US secretary of state Antony Blinken on Sunday kicked off two days of high-stakes diplomatic talks in Beijing aimed at trying to cool exploding US-China tensions that have set many around the world on edge.
Blinken opened his programme by meeting Chinese foreign minister Qin Gang for an extended discussion to be followed by a working dinner. He’ll have additional talks with Qin, as well as China’s top diplomat Wang Yi and possibly President Xi Jinping, on Monday.
Neither Blinken nor Qin made any substantive comments to reporters as they began the meeting at the Diaoyutai State Guesthouse.
Despite Blinken’s presence in the Chinese capital, prospects of any significant breakthroughs are slim, as already strained ties have grown increasingly fraught in recent years.
Animosity and recriminations have steadily escalated over a series of disagreements that have implications for global security and stability.
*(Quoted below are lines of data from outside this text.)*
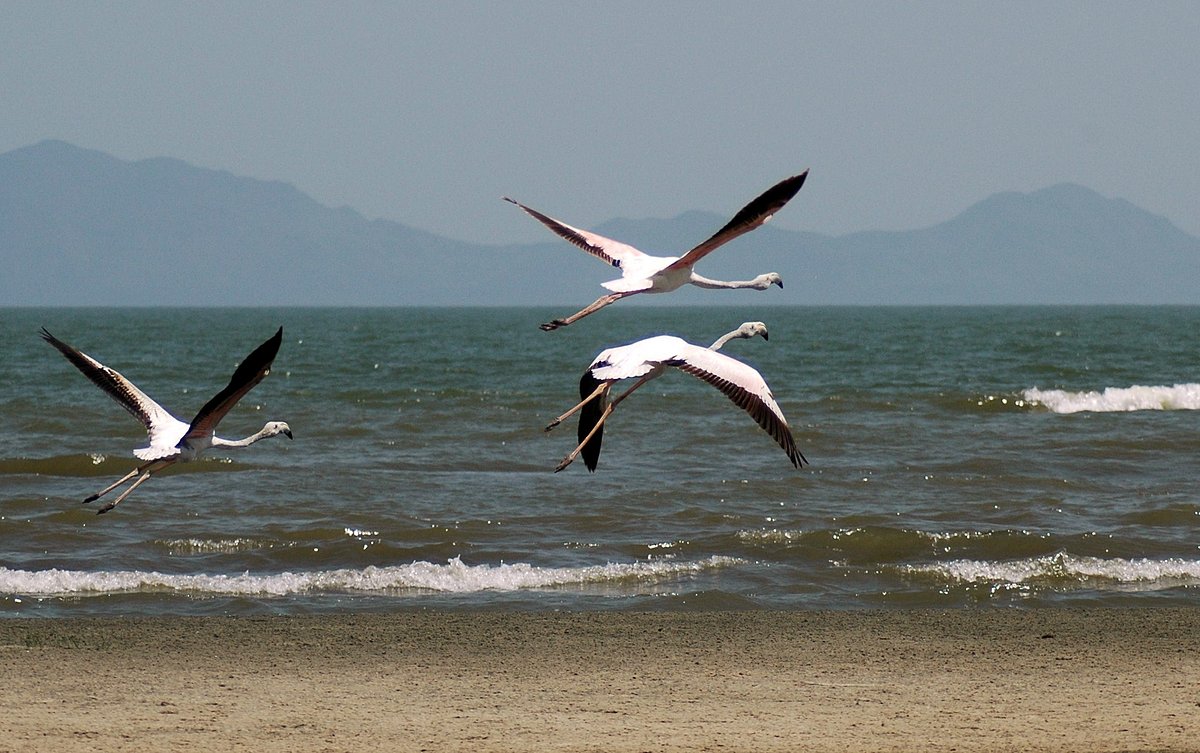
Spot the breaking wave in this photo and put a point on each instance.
(454, 577)
(1117, 399)
(1067, 570)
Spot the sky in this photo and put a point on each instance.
(427, 113)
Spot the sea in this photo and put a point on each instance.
(959, 457)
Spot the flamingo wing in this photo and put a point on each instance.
(745, 387)
(162, 427)
(751, 216)
(249, 373)
(605, 248)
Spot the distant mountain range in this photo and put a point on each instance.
(83, 228)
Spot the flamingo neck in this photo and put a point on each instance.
(757, 283)
(241, 443)
(735, 335)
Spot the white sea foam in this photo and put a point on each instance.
(1145, 573)
(1116, 399)
(454, 577)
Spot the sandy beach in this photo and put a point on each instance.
(987, 680)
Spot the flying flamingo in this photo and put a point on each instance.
(645, 273)
(171, 439)
(646, 360)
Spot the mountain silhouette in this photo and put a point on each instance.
(82, 228)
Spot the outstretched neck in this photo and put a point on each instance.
(759, 283)
(244, 443)
(720, 342)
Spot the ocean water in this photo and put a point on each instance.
(959, 457)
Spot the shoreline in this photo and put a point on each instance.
(1095, 680)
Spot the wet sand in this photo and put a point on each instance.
(990, 680)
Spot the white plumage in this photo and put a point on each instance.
(641, 272)
(648, 359)
(171, 439)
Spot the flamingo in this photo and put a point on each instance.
(641, 272)
(171, 439)
(647, 359)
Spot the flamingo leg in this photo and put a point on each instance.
(604, 387)
(117, 501)
(575, 453)
(604, 416)
(604, 300)
(113, 486)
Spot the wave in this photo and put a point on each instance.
(454, 577)
(1065, 568)
(1117, 399)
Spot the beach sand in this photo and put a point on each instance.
(967, 680)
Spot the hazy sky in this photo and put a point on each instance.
(426, 113)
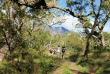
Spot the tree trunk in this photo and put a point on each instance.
(87, 48)
(102, 39)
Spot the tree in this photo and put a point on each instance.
(79, 6)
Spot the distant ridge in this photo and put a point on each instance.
(57, 30)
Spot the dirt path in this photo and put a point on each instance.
(67, 67)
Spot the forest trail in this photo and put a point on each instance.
(67, 67)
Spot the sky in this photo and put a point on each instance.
(72, 21)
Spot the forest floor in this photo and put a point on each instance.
(67, 66)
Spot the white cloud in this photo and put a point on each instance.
(107, 29)
(70, 22)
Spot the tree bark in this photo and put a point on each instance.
(102, 39)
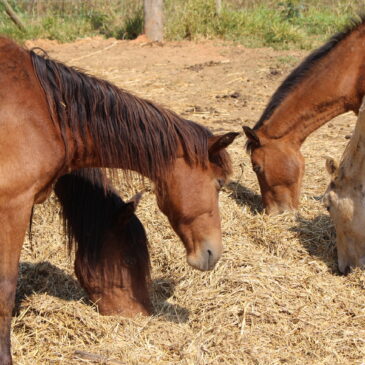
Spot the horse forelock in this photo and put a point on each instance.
(123, 127)
(303, 70)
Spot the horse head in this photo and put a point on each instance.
(188, 196)
(279, 167)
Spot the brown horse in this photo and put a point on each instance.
(112, 261)
(345, 199)
(329, 82)
(55, 119)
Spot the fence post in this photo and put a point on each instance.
(9, 10)
(153, 23)
(218, 5)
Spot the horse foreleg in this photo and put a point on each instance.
(13, 220)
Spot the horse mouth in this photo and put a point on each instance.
(204, 259)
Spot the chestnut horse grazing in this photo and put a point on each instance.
(345, 199)
(55, 119)
(327, 83)
(112, 261)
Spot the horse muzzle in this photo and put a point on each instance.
(206, 256)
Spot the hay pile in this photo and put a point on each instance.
(275, 297)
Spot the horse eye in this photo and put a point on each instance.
(257, 168)
(220, 183)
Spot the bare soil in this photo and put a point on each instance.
(276, 295)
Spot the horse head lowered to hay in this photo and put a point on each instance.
(345, 199)
(55, 119)
(112, 260)
(329, 82)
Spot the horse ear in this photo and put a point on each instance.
(331, 165)
(251, 135)
(128, 209)
(136, 199)
(217, 143)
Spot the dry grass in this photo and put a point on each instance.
(275, 297)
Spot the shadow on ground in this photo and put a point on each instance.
(318, 237)
(162, 289)
(245, 197)
(43, 277)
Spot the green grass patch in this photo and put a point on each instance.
(281, 24)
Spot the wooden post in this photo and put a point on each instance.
(13, 15)
(153, 23)
(218, 5)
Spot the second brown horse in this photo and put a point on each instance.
(329, 82)
(111, 250)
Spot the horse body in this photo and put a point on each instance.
(327, 83)
(345, 199)
(54, 119)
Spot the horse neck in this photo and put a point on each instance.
(353, 160)
(331, 87)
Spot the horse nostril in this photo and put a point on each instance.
(347, 270)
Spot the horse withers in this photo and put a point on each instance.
(111, 249)
(345, 199)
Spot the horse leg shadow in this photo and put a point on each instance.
(43, 277)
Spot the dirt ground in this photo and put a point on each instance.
(275, 297)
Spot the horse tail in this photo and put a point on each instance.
(90, 208)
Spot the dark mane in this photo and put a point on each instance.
(89, 211)
(122, 127)
(301, 71)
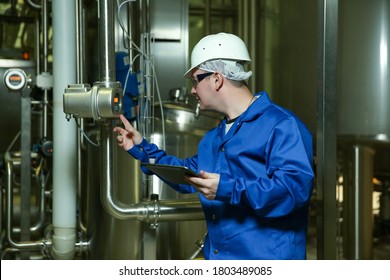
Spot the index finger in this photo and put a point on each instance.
(125, 122)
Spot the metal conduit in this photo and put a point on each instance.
(151, 211)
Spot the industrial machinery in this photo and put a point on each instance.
(69, 192)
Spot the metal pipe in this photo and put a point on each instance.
(64, 132)
(106, 38)
(326, 133)
(23, 245)
(45, 101)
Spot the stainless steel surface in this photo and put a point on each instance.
(326, 134)
(106, 37)
(183, 131)
(357, 205)
(363, 67)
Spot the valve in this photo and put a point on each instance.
(82, 101)
(15, 79)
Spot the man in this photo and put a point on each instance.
(256, 174)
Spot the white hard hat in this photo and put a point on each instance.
(218, 46)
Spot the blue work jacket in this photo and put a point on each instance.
(265, 162)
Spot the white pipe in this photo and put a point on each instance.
(64, 132)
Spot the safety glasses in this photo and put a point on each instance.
(199, 78)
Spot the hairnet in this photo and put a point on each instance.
(232, 70)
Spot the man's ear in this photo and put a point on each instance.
(218, 80)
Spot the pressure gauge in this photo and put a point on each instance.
(15, 79)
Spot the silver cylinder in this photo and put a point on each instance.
(358, 212)
(363, 66)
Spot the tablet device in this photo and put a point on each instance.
(172, 173)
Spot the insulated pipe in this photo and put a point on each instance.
(64, 132)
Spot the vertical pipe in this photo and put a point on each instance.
(326, 133)
(64, 132)
(106, 38)
(361, 196)
(45, 15)
(25, 166)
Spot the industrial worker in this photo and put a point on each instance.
(256, 173)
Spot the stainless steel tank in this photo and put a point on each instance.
(363, 111)
(127, 239)
(184, 128)
(364, 61)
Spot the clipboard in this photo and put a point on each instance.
(172, 173)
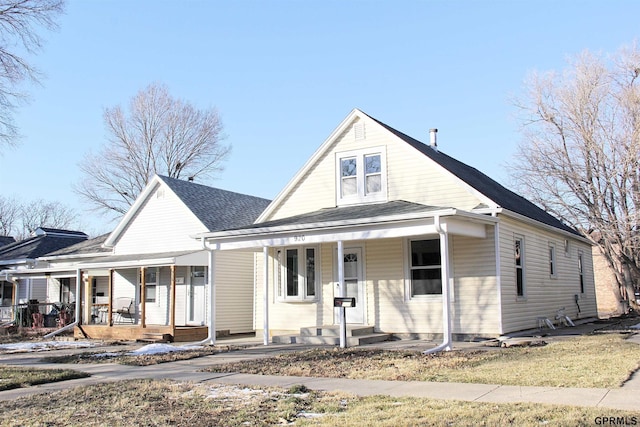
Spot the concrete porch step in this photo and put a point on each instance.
(155, 337)
(330, 335)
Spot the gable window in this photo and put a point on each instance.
(65, 290)
(425, 267)
(581, 272)
(296, 277)
(552, 260)
(519, 264)
(361, 176)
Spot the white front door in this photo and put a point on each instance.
(197, 297)
(354, 282)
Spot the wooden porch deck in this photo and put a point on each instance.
(137, 332)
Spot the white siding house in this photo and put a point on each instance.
(424, 243)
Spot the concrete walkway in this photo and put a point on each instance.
(625, 398)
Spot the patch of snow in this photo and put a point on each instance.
(32, 346)
(160, 349)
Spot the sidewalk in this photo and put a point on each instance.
(625, 398)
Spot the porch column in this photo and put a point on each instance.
(88, 292)
(265, 324)
(143, 297)
(343, 293)
(78, 296)
(109, 294)
(172, 308)
(212, 297)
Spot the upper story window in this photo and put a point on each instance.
(519, 264)
(361, 176)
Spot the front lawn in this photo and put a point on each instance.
(592, 361)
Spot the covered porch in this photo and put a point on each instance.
(310, 265)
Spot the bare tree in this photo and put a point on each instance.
(19, 219)
(19, 32)
(580, 158)
(159, 134)
(9, 216)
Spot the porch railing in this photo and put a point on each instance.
(38, 315)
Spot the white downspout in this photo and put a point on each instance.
(343, 293)
(498, 273)
(78, 307)
(446, 295)
(211, 337)
(265, 325)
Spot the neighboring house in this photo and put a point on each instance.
(24, 256)
(5, 240)
(148, 276)
(427, 245)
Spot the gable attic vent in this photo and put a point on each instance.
(358, 131)
(433, 138)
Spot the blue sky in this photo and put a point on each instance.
(283, 75)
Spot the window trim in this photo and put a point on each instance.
(408, 269)
(280, 274)
(148, 285)
(361, 195)
(521, 266)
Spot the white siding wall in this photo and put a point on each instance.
(544, 294)
(234, 291)
(163, 224)
(411, 176)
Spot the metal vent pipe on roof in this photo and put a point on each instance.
(433, 138)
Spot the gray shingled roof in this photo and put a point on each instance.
(502, 196)
(397, 207)
(217, 209)
(90, 246)
(38, 246)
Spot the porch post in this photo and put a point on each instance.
(143, 297)
(78, 295)
(212, 297)
(343, 293)
(265, 324)
(172, 308)
(110, 294)
(446, 291)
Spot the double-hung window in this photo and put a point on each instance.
(519, 264)
(151, 276)
(361, 176)
(425, 267)
(581, 272)
(297, 273)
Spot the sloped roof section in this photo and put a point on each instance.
(377, 210)
(42, 244)
(90, 246)
(502, 196)
(217, 209)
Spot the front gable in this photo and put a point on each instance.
(157, 222)
(362, 162)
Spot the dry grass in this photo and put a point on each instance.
(140, 360)
(600, 361)
(160, 403)
(15, 377)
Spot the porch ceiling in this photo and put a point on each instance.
(385, 220)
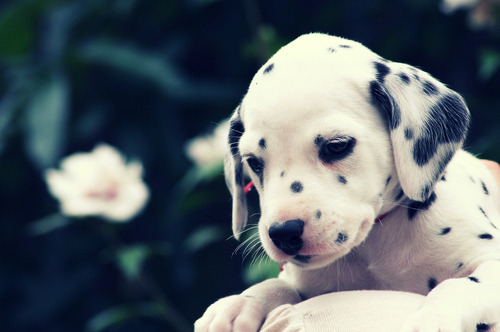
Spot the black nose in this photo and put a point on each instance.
(286, 236)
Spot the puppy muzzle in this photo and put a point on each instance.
(287, 236)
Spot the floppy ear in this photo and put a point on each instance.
(233, 170)
(428, 123)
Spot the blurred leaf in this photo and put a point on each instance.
(8, 105)
(123, 313)
(130, 259)
(489, 64)
(49, 294)
(48, 224)
(203, 237)
(46, 120)
(18, 26)
(260, 269)
(154, 68)
(197, 175)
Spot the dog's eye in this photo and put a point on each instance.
(336, 149)
(256, 164)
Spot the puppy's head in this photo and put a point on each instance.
(330, 133)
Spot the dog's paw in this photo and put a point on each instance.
(237, 313)
(432, 320)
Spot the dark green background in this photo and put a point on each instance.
(145, 76)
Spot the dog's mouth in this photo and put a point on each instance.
(304, 259)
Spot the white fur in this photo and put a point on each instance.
(311, 91)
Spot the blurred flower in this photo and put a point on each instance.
(98, 183)
(209, 149)
(482, 12)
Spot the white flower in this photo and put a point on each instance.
(207, 150)
(98, 183)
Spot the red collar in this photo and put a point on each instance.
(248, 187)
(382, 216)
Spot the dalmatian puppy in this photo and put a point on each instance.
(362, 184)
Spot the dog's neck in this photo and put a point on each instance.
(391, 198)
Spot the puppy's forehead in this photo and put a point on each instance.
(310, 74)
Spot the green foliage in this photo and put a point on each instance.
(145, 77)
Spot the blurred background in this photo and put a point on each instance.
(146, 77)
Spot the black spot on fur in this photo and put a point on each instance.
(404, 78)
(482, 327)
(408, 133)
(382, 71)
(447, 122)
(486, 236)
(238, 174)
(471, 278)
(341, 238)
(388, 180)
(415, 207)
(236, 129)
(262, 143)
(484, 188)
(445, 231)
(425, 192)
(484, 213)
(296, 187)
(431, 283)
(383, 100)
(399, 195)
(269, 68)
(429, 88)
(257, 165)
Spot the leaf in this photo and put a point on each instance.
(197, 175)
(203, 237)
(48, 224)
(8, 105)
(45, 123)
(123, 313)
(489, 64)
(131, 259)
(18, 26)
(154, 68)
(259, 270)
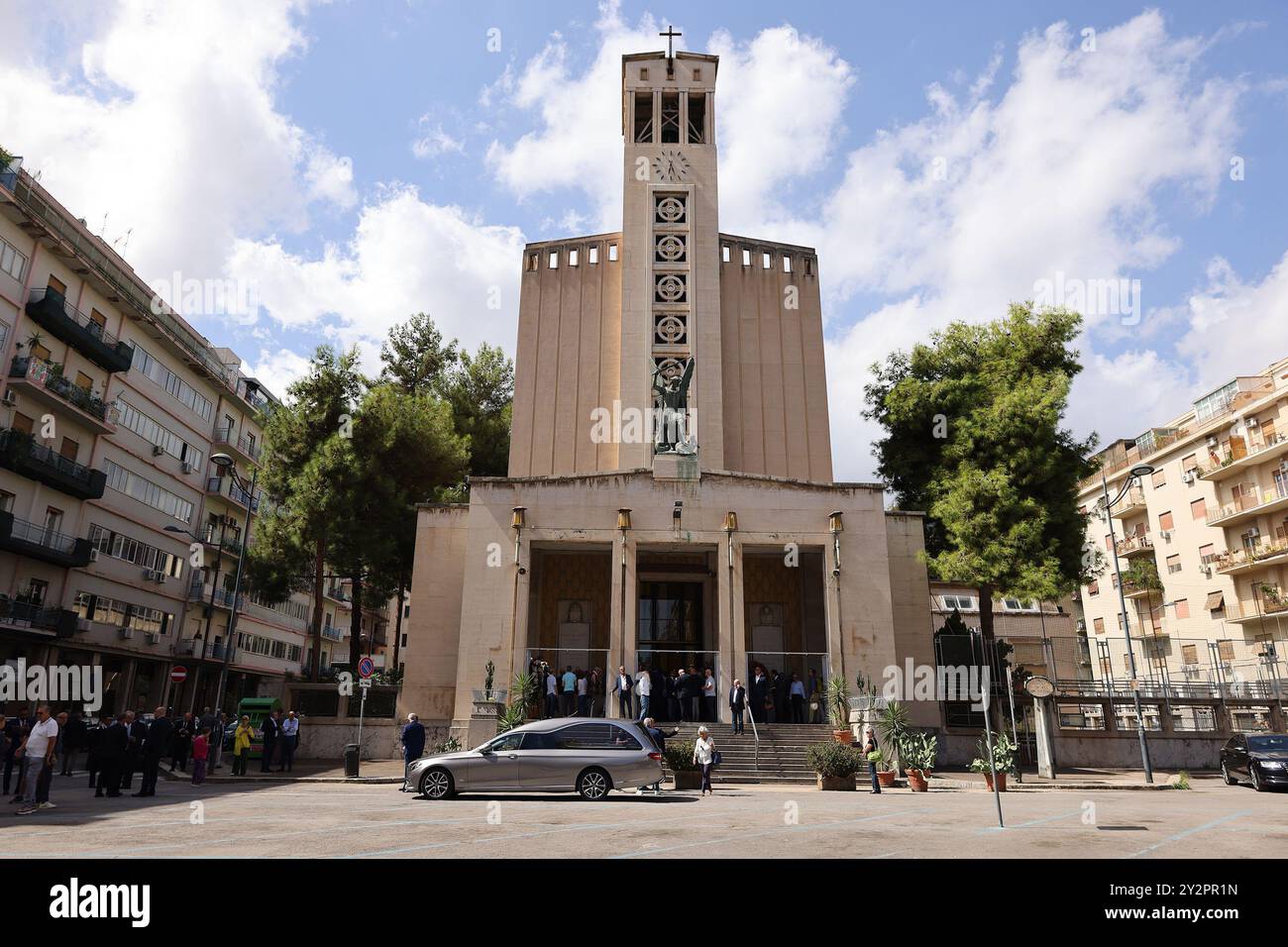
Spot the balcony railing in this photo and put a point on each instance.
(43, 373)
(42, 543)
(1245, 558)
(226, 487)
(244, 445)
(52, 311)
(1239, 455)
(16, 613)
(1250, 500)
(21, 454)
(1133, 545)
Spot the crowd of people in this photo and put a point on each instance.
(687, 694)
(115, 749)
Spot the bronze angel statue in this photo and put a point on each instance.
(671, 410)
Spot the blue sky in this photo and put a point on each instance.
(353, 162)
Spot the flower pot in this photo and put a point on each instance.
(687, 779)
(836, 784)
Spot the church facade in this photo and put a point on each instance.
(670, 499)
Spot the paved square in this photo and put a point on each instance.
(376, 821)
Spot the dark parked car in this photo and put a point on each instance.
(1260, 758)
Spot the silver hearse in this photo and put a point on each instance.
(561, 755)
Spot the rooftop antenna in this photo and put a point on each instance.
(670, 50)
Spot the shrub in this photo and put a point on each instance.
(833, 759)
(679, 757)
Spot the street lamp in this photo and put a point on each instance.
(1134, 474)
(224, 463)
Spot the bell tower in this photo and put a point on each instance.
(671, 247)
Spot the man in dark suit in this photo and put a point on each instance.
(622, 688)
(270, 727)
(737, 703)
(110, 749)
(138, 733)
(759, 694)
(155, 746)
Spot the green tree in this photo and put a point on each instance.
(415, 357)
(973, 437)
(305, 474)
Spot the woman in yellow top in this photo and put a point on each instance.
(241, 746)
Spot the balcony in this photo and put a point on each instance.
(50, 309)
(1249, 560)
(1249, 505)
(224, 487)
(25, 615)
(222, 598)
(1240, 455)
(1134, 545)
(1252, 611)
(21, 454)
(1131, 505)
(244, 447)
(43, 382)
(39, 543)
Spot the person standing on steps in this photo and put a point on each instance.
(870, 746)
(737, 705)
(704, 755)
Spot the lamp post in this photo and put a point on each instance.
(224, 463)
(210, 611)
(1133, 475)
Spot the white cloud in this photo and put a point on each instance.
(406, 256)
(434, 141)
(1037, 183)
(162, 116)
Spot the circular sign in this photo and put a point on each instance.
(1039, 686)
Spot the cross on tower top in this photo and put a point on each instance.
(670, 42)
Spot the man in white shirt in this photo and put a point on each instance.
(644, 688)
(39, 750)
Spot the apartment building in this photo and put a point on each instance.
(1212, 515)
(119, 535)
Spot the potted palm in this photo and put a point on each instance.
(884, 762)
(838, 709)
(679, 761)
(918, 753)
(1004, 761)
(835, 764)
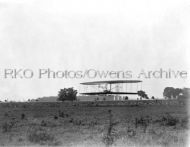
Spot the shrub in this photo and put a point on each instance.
(41, 136)
(22, 116)
(7, 126)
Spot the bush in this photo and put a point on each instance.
(7, 126)
(41, 136)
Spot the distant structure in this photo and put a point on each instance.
(109, 90)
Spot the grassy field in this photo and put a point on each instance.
(93, 124)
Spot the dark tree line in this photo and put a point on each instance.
(175, 93)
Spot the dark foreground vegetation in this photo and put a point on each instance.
(93, 124)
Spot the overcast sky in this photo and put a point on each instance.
(101, 34)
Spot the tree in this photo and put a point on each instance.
(170, 92)
(67, 94)
(142, 94)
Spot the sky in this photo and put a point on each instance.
(114, 35)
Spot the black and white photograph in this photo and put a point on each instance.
(94, 73)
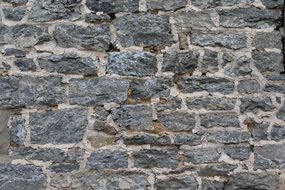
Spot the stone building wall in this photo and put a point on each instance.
(142, 94)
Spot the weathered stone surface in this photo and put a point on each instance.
(173, 182)
(108, 159)
(112, 180)
(228, 119)
(228, 137)
(267, 62)
(152, 158)
(58, 127)
(30, 91)
(23, 35)
(232, 40)
(180, 62)
(14, 14)
(17, 130)
(98, 91)
(261, 181)
(143, 30)
(111, 6)
(152, 88)
(176, 121)
(250, 17)
(188, 84)
(210, 103)
(91, 37)
(25, 64)
(202, 155)
(220, 169)
(256, 104)
(69, 63)
(188, 20)
(21, 177)
(133, 117)
(267, 40)
(238, 152)
(248, 86)
(165, 5)
(132, 63)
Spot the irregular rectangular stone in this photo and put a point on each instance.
(97, 91)
(26, 91)
(256, 104)
(133, 117)
(261, 181)
(90, 38)
(176, 121)
(132, 63)
(250, 17)
(69, 63)
(107, 159)
(190, 84)
(201, 155)
(210, 103)
(113, 6)
(21, 177)
(180, 62)
(172, 182)
(156, 158)
(231, 40)
(165, 5)
(58, 127)
(43, 11)
(143, 30)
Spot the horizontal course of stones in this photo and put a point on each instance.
(142, 94)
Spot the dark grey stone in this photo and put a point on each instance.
(152, 158)
(91, 37)
(188, 84)
(98, 91)
(58, 127)
(107, 159)
(180, 62)
(21, 177)
(143, 30)
(69, 63)
(132, 63)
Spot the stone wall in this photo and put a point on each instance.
(142, 94)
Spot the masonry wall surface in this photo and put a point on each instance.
(142, 94)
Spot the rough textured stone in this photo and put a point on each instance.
(91, 37)
(250, 17)
(269, 157)
(30, 91)
(69, 64)
(152, 158)
(230, 40)
(180, 62)
(113, 6)
(25, 64)
(261, 181)
(210, 84)
(137, 64)
(58, 127)
(173, 182)
(108, 159)
(98, 91)
(256, 104)
(210, 120)
(177, 121)
(210, 103)
(21, 177)
(143, 30)
(133, 117)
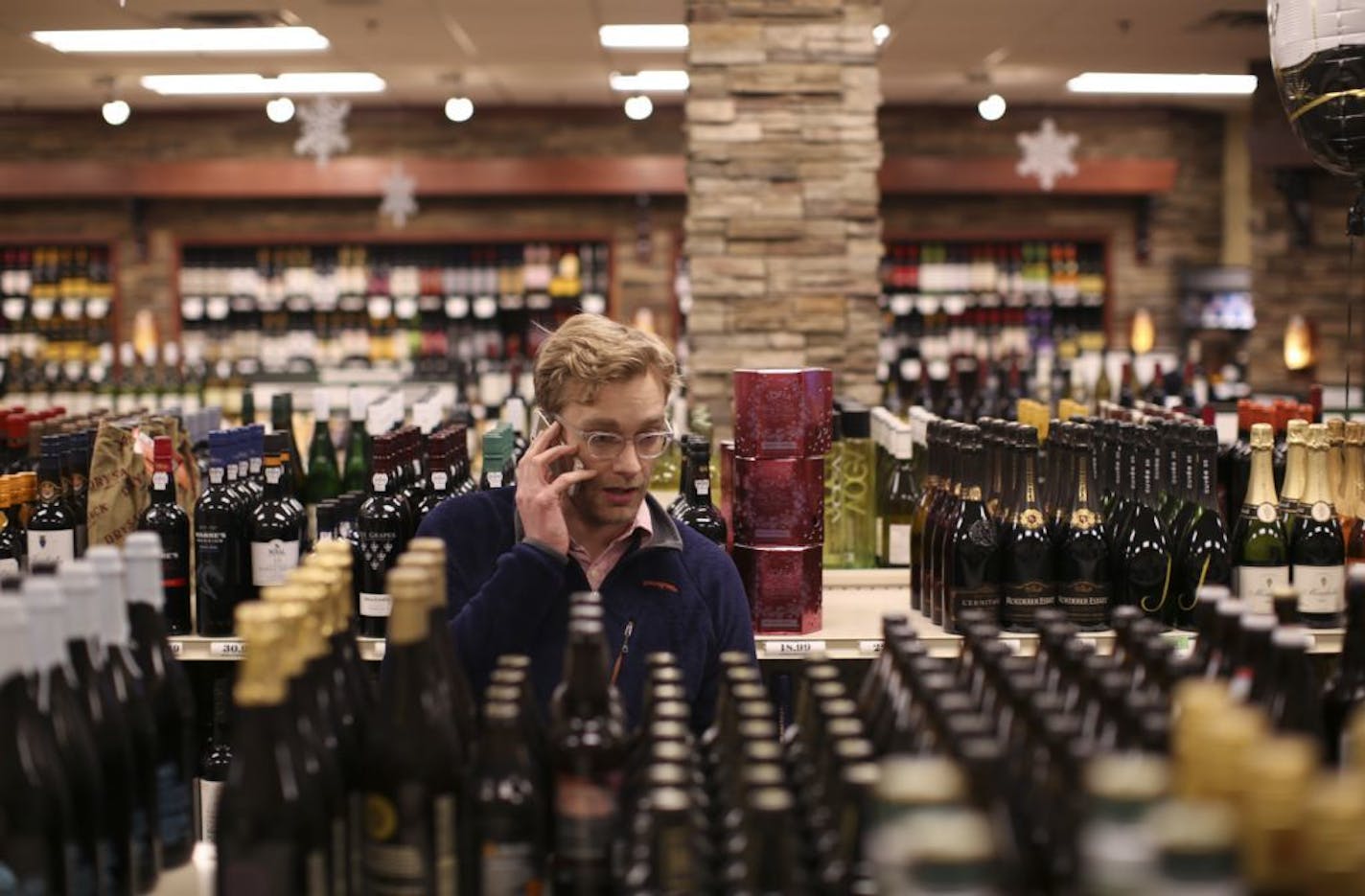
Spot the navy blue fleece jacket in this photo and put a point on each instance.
(507, 596)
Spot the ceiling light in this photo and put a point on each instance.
(251, 84)
(459, 108)
(639, 108)
(280, 109)
(116, 112)
(643, 35)
(651, 80)
(991, 108)
(1162, 83)
(267, 39)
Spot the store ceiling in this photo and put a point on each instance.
(544, 52)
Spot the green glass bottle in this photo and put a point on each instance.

Blinken is the highest-level American official to visit China since President Joe Biden took office and the first secretary of state to make the trip in five years.
Biden and Xi agreed to Blinken’s trip early at a meeting last year in Bali. It came within a day of happening in February but was delayed by the diplomatic and political tumult brought on by the discovery of what the US says was a Chinese spy balloon flying across the United States that was shot down.
The list of disagreements and potential conflict points is long, ranging from tradewith Taiwan, human rights conditions in China and Hong Kong to Chinese military assertiveness in the South China Sea and Russia’s war in Ukraine.
Blinken will also be pressing the Chinese to release detained American citizens and to take steps to curb the production and export of fentanyl precursors that are fueling the opioid crisis in the US.
US officials have said Blinken will raise each of these points, though neither side has shown any inclination to back down on their entrenched positions.